The Federal Minister for Health, Greg Hunt, made the decision last year on the recommendation of the Advisory Committee on Medicines Scheduling, which is made up of Chief Pharmacists and Chief Health Officers in States and Territories.
“Over-the-counter codeine products have been estimated to be a factor in nearly 100 deaths each year, with evidence that three in four pain-killer misusers had misused an over-the-counter codeine product in the last 12 months,” Minister Hunt said.
The changes are in-line with the international practice of at least 26 countries that only allow prescription access to codeine based products.
These are: United States, United Kingdom, Japan, Germany, France, Italy, Spain, Sweden, Austria, Belgium, Hong Kong, Iceland, India, the Maldives, Romania, Russia, the United Arab Emirates, Croatia, the Czech Republic, Finland, Greece, Hungary, Luxembourg, Netherlands, Portugal and Slovakia.
This change will have a large impact on many Canberrans that use medicines containing codeine as part of their pain medication regime.
The RiotACT spoke to local Canberra pharmacist and owner of several Canberra pharmacies, Matt Develin, to gauge the impact of this change.
“We have seen many people that are concerned about these changes. We are proactively helping them with their pain management and shifting them from codeine, to non-codeine based medication. Combination products of paracetamol and ibuprofen are beneficial and work well, however, may not be suitable for everyone in all cases,” Mr Develin said.
He says that there is some concern that the ban may backfire for some people.

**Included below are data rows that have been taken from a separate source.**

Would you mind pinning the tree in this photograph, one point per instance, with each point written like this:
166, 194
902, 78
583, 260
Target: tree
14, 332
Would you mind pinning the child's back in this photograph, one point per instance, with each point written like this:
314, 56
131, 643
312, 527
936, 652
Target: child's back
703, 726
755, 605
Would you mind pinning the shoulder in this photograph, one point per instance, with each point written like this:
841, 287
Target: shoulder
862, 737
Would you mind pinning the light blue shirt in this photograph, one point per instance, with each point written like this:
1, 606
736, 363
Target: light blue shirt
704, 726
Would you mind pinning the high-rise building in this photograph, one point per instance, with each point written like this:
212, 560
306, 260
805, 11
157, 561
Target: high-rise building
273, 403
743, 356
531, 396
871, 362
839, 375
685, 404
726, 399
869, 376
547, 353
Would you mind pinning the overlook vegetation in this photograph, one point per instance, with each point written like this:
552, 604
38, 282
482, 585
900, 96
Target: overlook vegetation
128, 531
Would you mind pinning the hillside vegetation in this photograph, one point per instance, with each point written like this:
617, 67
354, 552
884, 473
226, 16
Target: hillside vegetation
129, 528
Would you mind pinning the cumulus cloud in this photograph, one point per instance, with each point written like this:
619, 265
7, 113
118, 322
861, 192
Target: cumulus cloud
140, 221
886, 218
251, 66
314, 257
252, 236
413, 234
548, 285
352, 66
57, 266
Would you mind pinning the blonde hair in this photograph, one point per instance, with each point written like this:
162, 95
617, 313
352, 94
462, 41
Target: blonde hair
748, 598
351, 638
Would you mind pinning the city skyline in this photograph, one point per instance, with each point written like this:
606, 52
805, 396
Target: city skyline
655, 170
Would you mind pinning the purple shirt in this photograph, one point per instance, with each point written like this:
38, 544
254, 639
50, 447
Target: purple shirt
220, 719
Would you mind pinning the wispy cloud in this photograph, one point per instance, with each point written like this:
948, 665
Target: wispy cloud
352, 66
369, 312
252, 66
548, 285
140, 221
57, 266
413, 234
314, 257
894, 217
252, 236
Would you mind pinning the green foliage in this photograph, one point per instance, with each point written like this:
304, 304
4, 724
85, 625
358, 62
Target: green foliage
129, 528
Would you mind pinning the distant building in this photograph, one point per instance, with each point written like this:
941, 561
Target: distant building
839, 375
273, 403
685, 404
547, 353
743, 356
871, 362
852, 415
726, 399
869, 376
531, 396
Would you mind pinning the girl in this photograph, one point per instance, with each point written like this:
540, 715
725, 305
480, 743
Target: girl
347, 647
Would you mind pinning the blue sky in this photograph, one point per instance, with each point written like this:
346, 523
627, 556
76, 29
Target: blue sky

“The over-the-counter ban will force some people to shift to other appropriate pain medication but it may also force another group to move to harder drugs including elicit opioids,” Mr Develin said.
“It’s unfortunate that a real-time monitoring system such as the one used to monitor pseudoephedrine sales was not mandated. This would have allowed continued access to codeine-based medications and helped pharmacists identify patients with a potential codeine addiction allowing suitable intervention, support and advice,” he says.
There is also concern about the increased costs for legitimate users of codeine-based medicines.
“I fear that there will be a backlash from customers over the next four to eight weeks as they realise and adapt to the new regulations. I’m also concerned about the additional costs to people, and Medicare, with doctors’ appointments and scripts,” Mr Develin explained.
If you are impacted by this change, Mr Develin recommends you speak to your pharmacist about an alternative over-the-counter medication or see a doctor.